In June alone, the interest rate rose from 5.23% to 5.78% in one week. The increase of more than half a point was the biggest one-week jump since 1987.

“At one point, I had about 10 people cancel their purchase plans because of rate changes in two weeks,” Jason Sharon, owner and broker at Home Loans Inc., told Yahoo Finance.

The housing market’s Achilles heel was the unprecedented pace of interest rate hikes driven by the Federal Reserve’s fight against inflation. For homebuyers across the country, every percentage point increase has reduced their purchasing power by tens of thousands of dollars.

Terry Straka stands on the porch of his new home as he finalizes details with a real estate agent on September 19, 2022 in Myrtle Beach, South Carolina. (Credit: Madeline Gray for The Washington Post via Getty Images)

“Affordability went $150,000 in the wrong direction,” New American Funding branch manager Scott Sheldon told Yahoo Finance. “Someone who was awarded a $600,000 home in January can now only afford a $420,000 to $430,000 home… This has been a significant blow to people’s financial situation.”

So many buyers simply left the market.

Purchase mortgage applications were down 36% year-on-year in mid-December, according to the latest data from the Mortgage Bankers Association, and demand will remain subdued as buyers face higher borrowing costs.

“In 2022, potential buyers experienced sticker shock,” Mike Fratantoni, chief economist at the Mortgage Bankers Association, told Yahoo Finance. “At the beginning of the year, they thought they knew what it took to buy a home. Then they entered the market and found that the payment was much, much higher because of the rate jump.

“The Housing Market of 2023 May Be No Man’s Market”

As mortgage rates rose this year, so did housing prices, further straining homebuyers’ budgets.

According to, the median home sale price rose from $369,900 in January to $449,000 in June — a 21% increase. While home prices have since softened to $405,000 in December, that’s up almost 10% since January and out of reach for many buyers — especially at a rate of 6.42%.

Only 42.2% of new and existing homes sold between July and September were affordable to households with a median income of $90,000, according to the National Association of Home Builders. This is the lowest share since the Great Recession.

“The overall market is starting to show signs that we can no longer support 7% mortgages,” Sheldon said.

During an open house hosted by Prudential Realtor Tracy Do, interested buyers, realtors and brokers draw a steady stream of visitors in and around this 1920 California Bungalow in Highland Park, listed at $379,000.  (Credit: Allen J. Schaben/Los Angeles Times via Getty Images)

During an open house hosted by Prudential Realtor Tracy Do, interested buyers, realtors and brokers draw a steady stream of visitors in and around this 1920 California Bungalow in Highland Park, listed at $379,000. (Credit: Allen J. Schaben/Los Angeles Times via Getty Images)

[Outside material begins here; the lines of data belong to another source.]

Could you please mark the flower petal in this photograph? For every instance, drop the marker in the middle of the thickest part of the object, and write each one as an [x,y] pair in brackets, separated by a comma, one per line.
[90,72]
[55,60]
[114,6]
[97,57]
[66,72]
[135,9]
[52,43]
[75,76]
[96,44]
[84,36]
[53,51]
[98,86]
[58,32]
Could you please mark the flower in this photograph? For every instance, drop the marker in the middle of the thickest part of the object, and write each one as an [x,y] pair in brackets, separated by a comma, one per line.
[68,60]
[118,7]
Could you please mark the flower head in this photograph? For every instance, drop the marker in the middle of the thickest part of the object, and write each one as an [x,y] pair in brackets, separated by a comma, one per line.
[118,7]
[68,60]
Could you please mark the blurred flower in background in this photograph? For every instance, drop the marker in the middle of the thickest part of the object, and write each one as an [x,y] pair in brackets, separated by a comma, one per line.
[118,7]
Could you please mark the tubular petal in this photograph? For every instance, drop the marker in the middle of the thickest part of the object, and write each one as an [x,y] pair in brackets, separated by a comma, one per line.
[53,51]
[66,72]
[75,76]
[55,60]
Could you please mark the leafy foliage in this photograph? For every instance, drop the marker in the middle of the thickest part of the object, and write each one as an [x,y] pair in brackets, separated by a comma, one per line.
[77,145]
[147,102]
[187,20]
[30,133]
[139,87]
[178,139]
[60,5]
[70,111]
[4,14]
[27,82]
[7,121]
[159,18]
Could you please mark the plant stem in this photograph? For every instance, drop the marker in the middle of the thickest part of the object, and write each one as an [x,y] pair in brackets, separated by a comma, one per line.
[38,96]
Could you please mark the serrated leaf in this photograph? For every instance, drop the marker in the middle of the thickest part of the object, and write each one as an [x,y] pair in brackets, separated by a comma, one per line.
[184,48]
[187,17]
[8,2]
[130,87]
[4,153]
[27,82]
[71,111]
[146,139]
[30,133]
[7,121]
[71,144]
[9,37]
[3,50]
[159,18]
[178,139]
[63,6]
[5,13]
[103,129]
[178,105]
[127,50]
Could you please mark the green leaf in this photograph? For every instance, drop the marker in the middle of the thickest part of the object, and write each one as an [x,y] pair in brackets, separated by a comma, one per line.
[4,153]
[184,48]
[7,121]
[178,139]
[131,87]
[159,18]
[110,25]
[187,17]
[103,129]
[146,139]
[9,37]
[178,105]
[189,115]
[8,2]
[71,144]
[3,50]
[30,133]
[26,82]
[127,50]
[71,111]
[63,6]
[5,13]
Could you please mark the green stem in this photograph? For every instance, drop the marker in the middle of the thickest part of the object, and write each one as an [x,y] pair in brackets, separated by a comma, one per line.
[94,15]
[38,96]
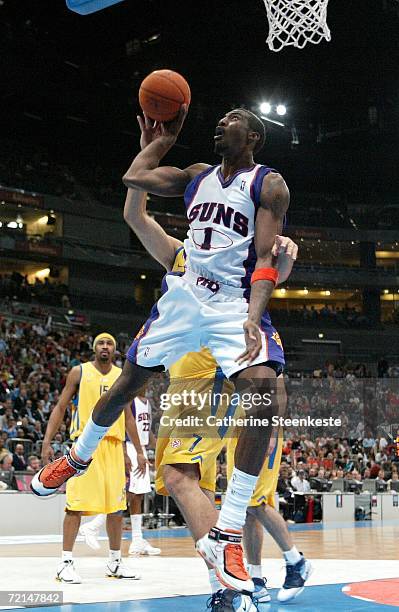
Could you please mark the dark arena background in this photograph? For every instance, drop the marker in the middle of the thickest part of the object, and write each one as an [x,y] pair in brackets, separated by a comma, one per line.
[70,268]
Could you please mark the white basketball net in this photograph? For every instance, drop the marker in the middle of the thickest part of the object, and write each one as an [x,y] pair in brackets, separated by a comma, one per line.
[296,22]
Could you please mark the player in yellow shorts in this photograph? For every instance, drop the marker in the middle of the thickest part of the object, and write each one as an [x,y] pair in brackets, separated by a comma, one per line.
[186,463]
[102,488]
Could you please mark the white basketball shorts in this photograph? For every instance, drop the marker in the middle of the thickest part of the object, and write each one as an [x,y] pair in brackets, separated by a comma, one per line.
[191,314]
[137,484]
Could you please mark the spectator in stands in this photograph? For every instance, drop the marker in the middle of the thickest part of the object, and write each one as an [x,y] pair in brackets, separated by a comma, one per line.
[18,459]
[11,427]
[3,450]
[300,483]
[381,477]
[34,464]
[394,478]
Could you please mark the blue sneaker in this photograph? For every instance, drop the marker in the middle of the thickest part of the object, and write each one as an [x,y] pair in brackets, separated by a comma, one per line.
[231,601]
[295,579]
[260,594]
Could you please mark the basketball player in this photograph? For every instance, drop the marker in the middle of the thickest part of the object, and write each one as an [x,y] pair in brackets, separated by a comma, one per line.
[175,463]
[235,211]
[102,488]
[138,486]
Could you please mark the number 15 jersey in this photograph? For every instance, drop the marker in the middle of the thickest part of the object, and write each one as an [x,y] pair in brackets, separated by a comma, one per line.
[221,213]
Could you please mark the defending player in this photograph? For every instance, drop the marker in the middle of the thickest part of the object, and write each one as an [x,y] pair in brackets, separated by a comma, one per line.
[102,488]
[140,485]
[235,211]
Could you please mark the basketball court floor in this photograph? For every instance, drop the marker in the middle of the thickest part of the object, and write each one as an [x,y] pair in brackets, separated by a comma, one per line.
[356,567]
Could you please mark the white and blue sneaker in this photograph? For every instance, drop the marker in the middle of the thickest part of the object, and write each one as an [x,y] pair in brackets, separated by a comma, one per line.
[260,594]
[231,601]
[295,579]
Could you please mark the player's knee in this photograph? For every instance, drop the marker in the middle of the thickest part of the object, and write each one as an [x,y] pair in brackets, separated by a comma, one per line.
[129,382]
[253,513]
[176,479]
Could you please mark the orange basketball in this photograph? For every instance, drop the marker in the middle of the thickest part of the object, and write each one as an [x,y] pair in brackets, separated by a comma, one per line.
[162,93]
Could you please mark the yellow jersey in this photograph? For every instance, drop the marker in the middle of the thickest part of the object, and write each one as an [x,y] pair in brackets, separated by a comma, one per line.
[192,365]
[91,387]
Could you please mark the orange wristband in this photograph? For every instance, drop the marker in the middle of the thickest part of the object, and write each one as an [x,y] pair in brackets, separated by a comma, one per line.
[270,274]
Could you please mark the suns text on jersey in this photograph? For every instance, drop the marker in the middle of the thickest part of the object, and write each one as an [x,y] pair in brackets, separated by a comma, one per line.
[220,214]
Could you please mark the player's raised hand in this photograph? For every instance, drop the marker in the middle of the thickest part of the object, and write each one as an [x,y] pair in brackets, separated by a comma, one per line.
[253,341]
[173,128]
[142,462]
[150,130]
[286,251]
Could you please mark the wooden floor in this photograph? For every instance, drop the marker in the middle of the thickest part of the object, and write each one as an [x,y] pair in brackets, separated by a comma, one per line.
[372,541]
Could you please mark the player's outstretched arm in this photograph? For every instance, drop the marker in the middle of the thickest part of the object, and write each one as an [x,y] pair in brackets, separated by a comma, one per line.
[156,140]
[58,413]
[285,252]
[152,236]
[274,203]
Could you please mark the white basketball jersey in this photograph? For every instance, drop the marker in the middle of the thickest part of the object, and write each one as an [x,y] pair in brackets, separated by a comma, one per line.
[142,413]
[220,242]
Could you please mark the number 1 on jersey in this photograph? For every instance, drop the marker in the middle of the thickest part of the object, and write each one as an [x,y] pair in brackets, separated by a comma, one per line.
[206,245]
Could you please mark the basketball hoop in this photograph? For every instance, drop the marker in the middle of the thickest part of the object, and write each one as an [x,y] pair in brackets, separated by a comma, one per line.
[296,22]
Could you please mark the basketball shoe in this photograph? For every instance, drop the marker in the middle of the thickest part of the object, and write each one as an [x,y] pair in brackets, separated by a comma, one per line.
[231,601]
[223,551]
[117,569]
[295,579]
[53,475]
[139,546]
[66,573]
[260,594]
[91,536]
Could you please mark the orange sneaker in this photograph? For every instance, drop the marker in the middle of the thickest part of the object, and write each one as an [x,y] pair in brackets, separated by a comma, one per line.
[53,475]
[223,550]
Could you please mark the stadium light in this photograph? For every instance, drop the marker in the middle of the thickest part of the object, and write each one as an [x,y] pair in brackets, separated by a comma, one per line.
[265,108]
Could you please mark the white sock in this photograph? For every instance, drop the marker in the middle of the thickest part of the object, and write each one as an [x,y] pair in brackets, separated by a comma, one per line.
[114,555]
[239,492]
[96,523]
[136,520]
[214,582]
[292,556]
[89,439]
[255,571]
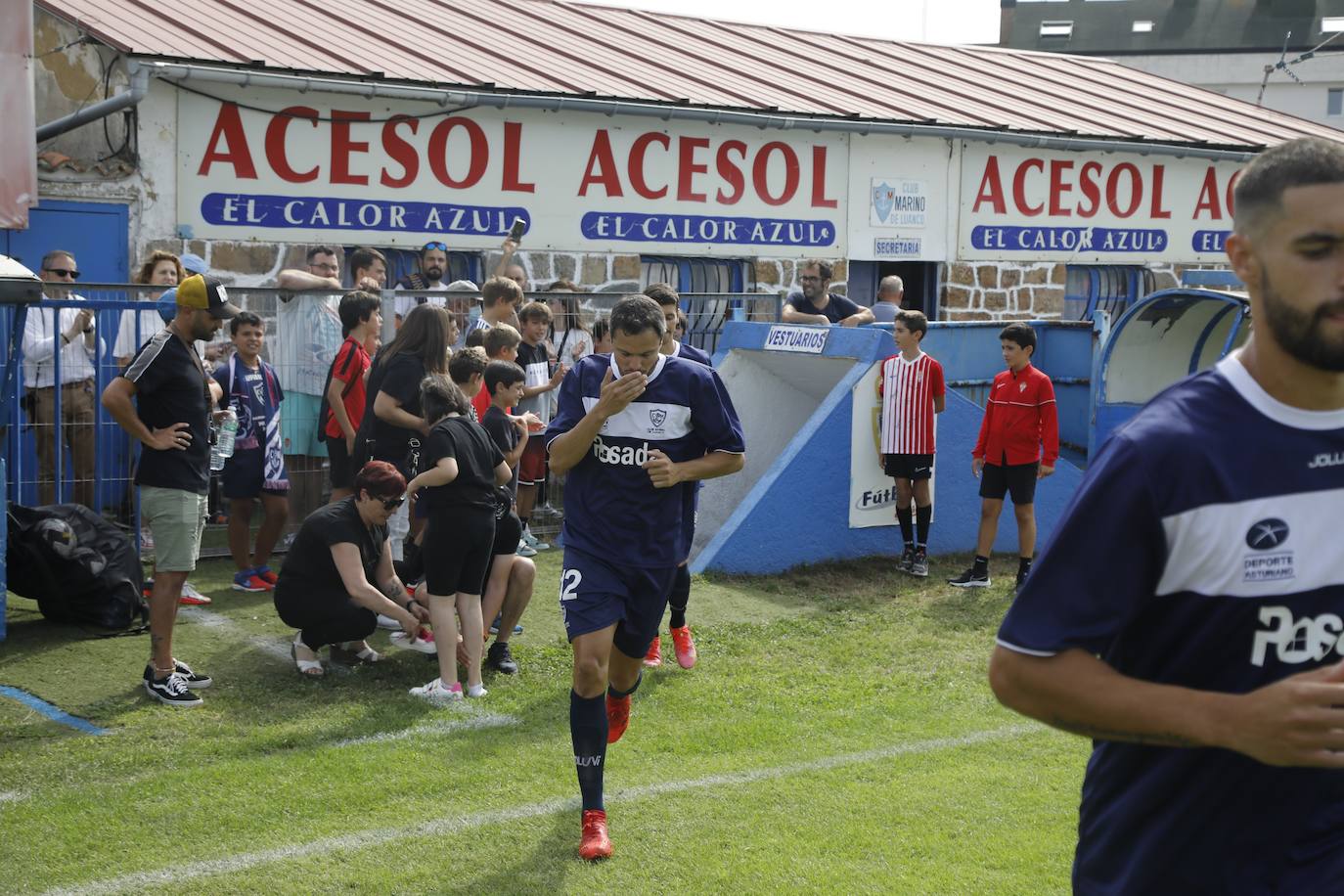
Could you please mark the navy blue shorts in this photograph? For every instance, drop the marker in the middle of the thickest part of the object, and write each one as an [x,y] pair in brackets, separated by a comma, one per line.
[594,594]
[244,474]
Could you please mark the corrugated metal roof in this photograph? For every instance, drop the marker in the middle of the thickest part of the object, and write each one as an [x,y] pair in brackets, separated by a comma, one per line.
[570,49]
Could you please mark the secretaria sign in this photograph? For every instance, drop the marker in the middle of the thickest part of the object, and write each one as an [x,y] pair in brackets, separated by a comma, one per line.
[349,171]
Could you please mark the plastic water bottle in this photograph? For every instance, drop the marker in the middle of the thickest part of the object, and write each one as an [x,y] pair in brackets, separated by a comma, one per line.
[225,435]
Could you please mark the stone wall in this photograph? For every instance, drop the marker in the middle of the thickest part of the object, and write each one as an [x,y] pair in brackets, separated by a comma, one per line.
[1000,291]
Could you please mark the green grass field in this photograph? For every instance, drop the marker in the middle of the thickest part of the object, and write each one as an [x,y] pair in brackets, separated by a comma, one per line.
[836,737]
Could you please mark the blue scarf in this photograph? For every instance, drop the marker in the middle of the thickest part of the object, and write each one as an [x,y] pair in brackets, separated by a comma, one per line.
[273,469]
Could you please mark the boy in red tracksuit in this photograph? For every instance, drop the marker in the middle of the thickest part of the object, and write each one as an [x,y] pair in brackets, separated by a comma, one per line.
[1017,445]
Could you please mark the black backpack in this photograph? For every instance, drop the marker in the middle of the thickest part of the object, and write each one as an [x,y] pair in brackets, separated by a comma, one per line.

Homebuyer affordability could remain at its worst level since 1985 unless sellers adjust their price expectations and mortgage rates fall below 7% next year, economists at independent research firm Capital Economics said.

For now, it seems the sellers remaining in the market are getting the message.

According to, the share of discounted homes rose to 19.6% in November from 9.2% a year ago. About 35% of builders cut their list prices in December as well, down from 36% the previous month, according to NAHB.

“After drowning in the housing frenzy of the recent past, homeowners, sellers, buyers and renters could be squeezed in 2023,” Hale said. “In 2023, the housing market could become a ‘no man’s market’, unfriendly to both buyers and sellers.”